Opinion: Leo's hopes the North can get a "soft Brexit" are wildly optimistic
Downing on Politics
Farmers more usually get up early in the morning. So, Leo Varadkar's campaign sound bite should not cause conflict between the agriculture sector and the incoming Taoiseach.
Mr Varadkar, whose mother grew up on a farm near Dungarvan, did actually cite agriculture in his policy priorities document launched just over a fortnight ago, on May 22, in the teeth of his campaign to win the big job.
Naturally, he led off with Brexit, but he also spoke of the future of EU farm payments as a new regime post 2020 looms into view, and the need to adapt Irish farming to meet climate change targets.
On Brexit he spoke of a pledge to "put the unique difficulties of the agriculture and food sector top of the agenda." He identified the need to protect Irish food exports to the UK from what is increasingly looking like "a hard Brexit" with some form of tariffs and border controls a very clear danger post 2019.
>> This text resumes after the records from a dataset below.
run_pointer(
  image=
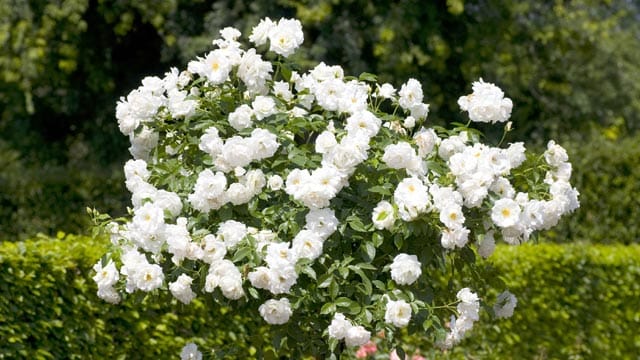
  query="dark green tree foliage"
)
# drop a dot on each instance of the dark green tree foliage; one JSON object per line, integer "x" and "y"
{"x": 567, "y": 65}
{"x": 574, "y": 301}
{"x": 50, "y": 310}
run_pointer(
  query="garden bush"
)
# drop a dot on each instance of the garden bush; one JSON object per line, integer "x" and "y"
{"x": 46, "y": 197}
{"x": 574, "y": 301}
{"x": 607, "y": 175}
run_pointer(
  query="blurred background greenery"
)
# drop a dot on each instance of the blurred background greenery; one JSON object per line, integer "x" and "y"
{"x": 571, "y": 67}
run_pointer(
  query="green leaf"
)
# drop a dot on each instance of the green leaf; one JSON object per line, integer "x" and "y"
{"x": 365, "y": 76}
{"x": 328, "y": 308}
{"x": 380, "y": 189}
{"x": 377, "y": 239}
{"x": 308, "y": 270}
{"x": 325, "y": 280}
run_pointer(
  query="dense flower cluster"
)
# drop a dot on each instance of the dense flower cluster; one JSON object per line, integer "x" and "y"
{"x": 250, "y": 180}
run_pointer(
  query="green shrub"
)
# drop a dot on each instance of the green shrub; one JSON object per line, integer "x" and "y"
{"x": 574, "y": 302}
{"x": 49, "y": 310}
{"x": 606, "y": 172}
{"x": 47, "y": 197}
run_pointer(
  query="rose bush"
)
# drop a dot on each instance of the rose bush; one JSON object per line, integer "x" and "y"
{"x": 322, "y": 202}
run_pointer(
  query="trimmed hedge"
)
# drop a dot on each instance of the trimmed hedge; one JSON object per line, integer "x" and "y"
{"x": 49, "y": 310}
{"x": 574, "y": 301}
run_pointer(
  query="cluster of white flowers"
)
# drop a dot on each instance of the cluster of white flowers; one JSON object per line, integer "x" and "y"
{"x": 343, "y": 329}
{"x": 468, "y": 313}
{"x": 398, "y": 313}
{"x": 190, "y": 352}
{"x": 279, "y": 275}
{"x": 505, "y": 304}
{"x": 213, "y": 144}
{"x": 143, "y": 104}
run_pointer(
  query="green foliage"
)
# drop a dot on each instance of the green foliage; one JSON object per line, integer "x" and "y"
{"x": 574, "y": 302}
{"x": 607, "y": 175}
{"x": 49, "y": 310}
{"x": 64, "y": 64}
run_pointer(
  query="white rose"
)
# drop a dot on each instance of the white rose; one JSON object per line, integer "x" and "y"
{"x": 339, "y": 326}
{"x": 181, "y": 289}
{"x": 276, "y": 312}
{"x": 398, "y": 313}
{"x": 240, "y": 118}
{"x": 505, "y": 213}
{"x": 357, "y": 336}
{"x": 263, "y": 106}
{"x": 286, "y": 37}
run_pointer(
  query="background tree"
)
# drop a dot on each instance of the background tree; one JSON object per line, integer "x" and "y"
{"x": 569, "y": 66}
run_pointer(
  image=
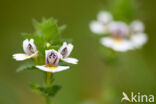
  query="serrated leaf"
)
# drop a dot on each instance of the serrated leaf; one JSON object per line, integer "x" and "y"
{"x": 47, "y": 28}
{"x": 26, "y": 66}
{"x": 51, "y": 91}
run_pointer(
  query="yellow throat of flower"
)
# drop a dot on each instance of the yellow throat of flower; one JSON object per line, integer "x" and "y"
{"x": 51, "y": 66}
{"x": 117, "y": 40}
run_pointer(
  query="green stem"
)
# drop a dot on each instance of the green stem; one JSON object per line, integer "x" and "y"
{"x": 48, "y": 82}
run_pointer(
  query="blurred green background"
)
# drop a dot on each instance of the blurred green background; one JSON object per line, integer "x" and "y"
{"x": 93, "y": 80}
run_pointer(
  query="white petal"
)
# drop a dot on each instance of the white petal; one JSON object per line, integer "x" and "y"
{"x": 104, "y": 17}
{"x": 33, "y": 45}
{"x": 25, "y": 44}
{"x": 70, "y": 48}
{"x": 21, "y": 57}
{"x": 52, "y": 69}
{"x": 139, "y": 39}
{"x": 70, "y": 60}
{"x": 116, "y": 27}
{"x": 98, "y": 28}
{"x": 121, "y": 46}
{"x": 62, "y": 47}
{"x": 137, "y": 26}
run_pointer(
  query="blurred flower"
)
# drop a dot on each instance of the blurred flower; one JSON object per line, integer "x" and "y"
{"x": 29, "y": 49}
{"x": 137, "y": 36}
{"x": 65, "y": 51}
{"x": 52, "y": 59}
{"x": 101, "y": 25}
{"x": 117, "y": 41}
{"x": 137, "y": 26}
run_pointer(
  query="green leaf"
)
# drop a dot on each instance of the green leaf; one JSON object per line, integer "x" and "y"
{"x": 123, "y": 10}
{"x": 47, "y": 29}
{"x": 26, "y": 66}
{"x": 50, "y": 91}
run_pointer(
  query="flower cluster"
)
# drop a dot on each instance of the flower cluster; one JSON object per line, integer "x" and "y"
{"x": 48, "y": 52}
{"x": 119, "y": 36}
{"x": 52, "y": 57}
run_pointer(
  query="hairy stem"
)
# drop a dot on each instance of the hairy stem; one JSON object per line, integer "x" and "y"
{"x": 48, "y": 82}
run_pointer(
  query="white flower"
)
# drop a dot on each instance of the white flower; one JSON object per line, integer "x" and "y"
{"x": 65, "y": 51}
{"x": 29, "y": 49}
{"x": 137, "y": 26}
{"x": 118, "y": 29}
{"x": 120, "y": 45}
{"x": 101, "y": 25}
{"x": 52, "y": 58}
{"x": 138, "y": 40}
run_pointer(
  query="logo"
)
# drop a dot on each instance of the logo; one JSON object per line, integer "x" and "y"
{"x": 141, "y": 98}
The whole thing takes on a deal of urgency with tough talk in London of storming off with "no deal - rather than a bad deal." That would mean World Trade Organisation rules and some very hefty tariffs inimical to trade and creating more fuss and expense to administer.
For the Taoiseach-designate the remedy would be an "EU-Britain Free Trade Agreement" post the divorce in April 2019. But that is all much easier said than done.
Matters might be helped by the British general election on Thursday. But that assumes a stronger majority for Prime Minister Theresa May, something which at time of writing appears to be a big assumption.
More generally, the election of Emmanuel Macron as French president and the completion of parliamentary elections in France should calm things. German elections due in September will not impact on Brexit as the two big groupings there are on the same page about the EU.